As more corporate buyers move from executing transactions in the US to Europe, how similar are the PPA terms?  Are there areas where the terms are more buyer friendly in one region over the other or less buyer friendly?

We are seeing a lot of interest in Europe this year, primarily with clients who have already done transactions for their US load and are looking at Europe for their next transactions. So far, we have been able to successfully use their US transactions as the precedent document and have been able to carry over a lot of the terms from the US deals. This is a great benefit to the corporate clients since it reduces the internal burden to re-educate their stakeholders about the transaction structure and allows for some consistency among their global portfolio. Unlike US developers, which are getting accustomed to the unique asks of corporate buyers, a lot of European developers are doing their first corporate PPAs, so there is an education process required – similar to the first deals in the US markets. I haven’t personally seen regions that are particularly buyer-friendly (or not) regarding terms but like the US, I think we will start seeing clusters of PPAs in the regions where the economics are more favorable. I expect a lot of these deals will be announced over the next year, so we’ll know about how that market is shaping up in 2021. Corporations with global renewable goals are also taking their lessons learned in the US and going into LATAM, Australia and Asia to do deals and influence markets. It’s exciting to see the work everyone has done in the US be applied around the globe.

Are you seeing shifts in market preferences for wind vs. solar? How has this impacted terms, if at all?

We are seeing a lot of solar deals recently, which I am sure is largely based on economics (I haven’t had any client say they have a preference for solar over wind for any other reason than project economics so that is most certainly the driving force). Terms are largely that same between wind and solar projects, although solar typically has a shorter build timeline. The performance metrics (availability or performance guarantees) are more complex for solar and do not seem to have settled on industry standard terms in the same way that wind has.

Have you started to see storage paired with renewables projects, and what unique considerations should be made in this type of arrangement?

Yes, solar is commonly paired with storage because, if it is properly integrated (at least 75% of charging energy comes from solar system), it’s eligible for ITC. Storage + solar is increasing common in transactions with utility offtakers. Wind and storage are rarely paired because storage economics work better when supported by an ITC rather than a PTC. Storage + solar has been used less often in corporate transactions, but we are seeing the first of these transactions and expect more.

Do you see contract terms becoming more standardized, or more customized?

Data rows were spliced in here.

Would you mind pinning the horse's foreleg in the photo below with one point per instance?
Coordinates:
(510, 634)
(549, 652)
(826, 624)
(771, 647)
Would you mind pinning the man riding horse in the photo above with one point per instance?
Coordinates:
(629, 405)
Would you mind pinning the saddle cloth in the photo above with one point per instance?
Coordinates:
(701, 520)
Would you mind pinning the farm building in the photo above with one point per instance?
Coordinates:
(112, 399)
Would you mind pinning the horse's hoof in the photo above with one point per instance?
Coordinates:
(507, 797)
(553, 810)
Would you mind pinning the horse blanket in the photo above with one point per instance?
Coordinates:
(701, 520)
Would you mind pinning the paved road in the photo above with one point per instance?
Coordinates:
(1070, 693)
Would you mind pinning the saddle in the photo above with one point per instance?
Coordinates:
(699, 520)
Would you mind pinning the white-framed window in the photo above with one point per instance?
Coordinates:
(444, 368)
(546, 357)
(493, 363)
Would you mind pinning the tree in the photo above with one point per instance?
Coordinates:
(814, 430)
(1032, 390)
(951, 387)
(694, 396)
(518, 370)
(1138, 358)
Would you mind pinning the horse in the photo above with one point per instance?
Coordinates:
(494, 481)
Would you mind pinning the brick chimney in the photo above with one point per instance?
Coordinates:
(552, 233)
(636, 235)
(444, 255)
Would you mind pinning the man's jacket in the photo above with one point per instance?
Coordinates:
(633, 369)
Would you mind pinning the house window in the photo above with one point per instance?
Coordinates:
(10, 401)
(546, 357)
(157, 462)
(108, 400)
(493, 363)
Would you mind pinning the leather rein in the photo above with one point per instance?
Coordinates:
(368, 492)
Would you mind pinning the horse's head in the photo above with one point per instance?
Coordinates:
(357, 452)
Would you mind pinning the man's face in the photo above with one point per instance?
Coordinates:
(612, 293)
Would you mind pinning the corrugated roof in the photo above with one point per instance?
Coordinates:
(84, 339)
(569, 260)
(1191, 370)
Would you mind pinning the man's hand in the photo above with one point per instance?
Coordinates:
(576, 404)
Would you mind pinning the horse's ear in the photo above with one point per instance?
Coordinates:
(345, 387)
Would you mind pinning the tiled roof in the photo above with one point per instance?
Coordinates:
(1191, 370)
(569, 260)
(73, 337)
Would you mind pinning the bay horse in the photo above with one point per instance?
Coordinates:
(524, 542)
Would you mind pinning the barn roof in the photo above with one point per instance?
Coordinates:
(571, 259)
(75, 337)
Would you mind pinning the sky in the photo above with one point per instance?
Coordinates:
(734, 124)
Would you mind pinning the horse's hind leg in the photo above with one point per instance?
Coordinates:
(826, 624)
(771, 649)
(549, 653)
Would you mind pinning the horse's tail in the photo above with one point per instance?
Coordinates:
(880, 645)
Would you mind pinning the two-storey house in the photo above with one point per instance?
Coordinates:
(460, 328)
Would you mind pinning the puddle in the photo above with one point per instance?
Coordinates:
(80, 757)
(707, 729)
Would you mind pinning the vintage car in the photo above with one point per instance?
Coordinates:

Different offtakers structure and phrase contracts somewhat differently, so they are not standardized in the same sense as an ISDA or the EEI form, but they are becoming standardized in the sense that more and more contracts are dealing with a discrete set of issues, such as performance guarantees and negative pricing in a fairly predictable set of ways. A few years ago, developers would often approach corporate buyers in the same way they did their utility buyers and the process was sometimes painful to get all of the parties on same page. Now, most developers understand the unique needs of the corporate buyers and the unique terms required to meet the corporate buyers goals. This has streamlined (and standardized) a lot of the discussion about Dodd-Frank requirements, accounting treatment and reputational risk.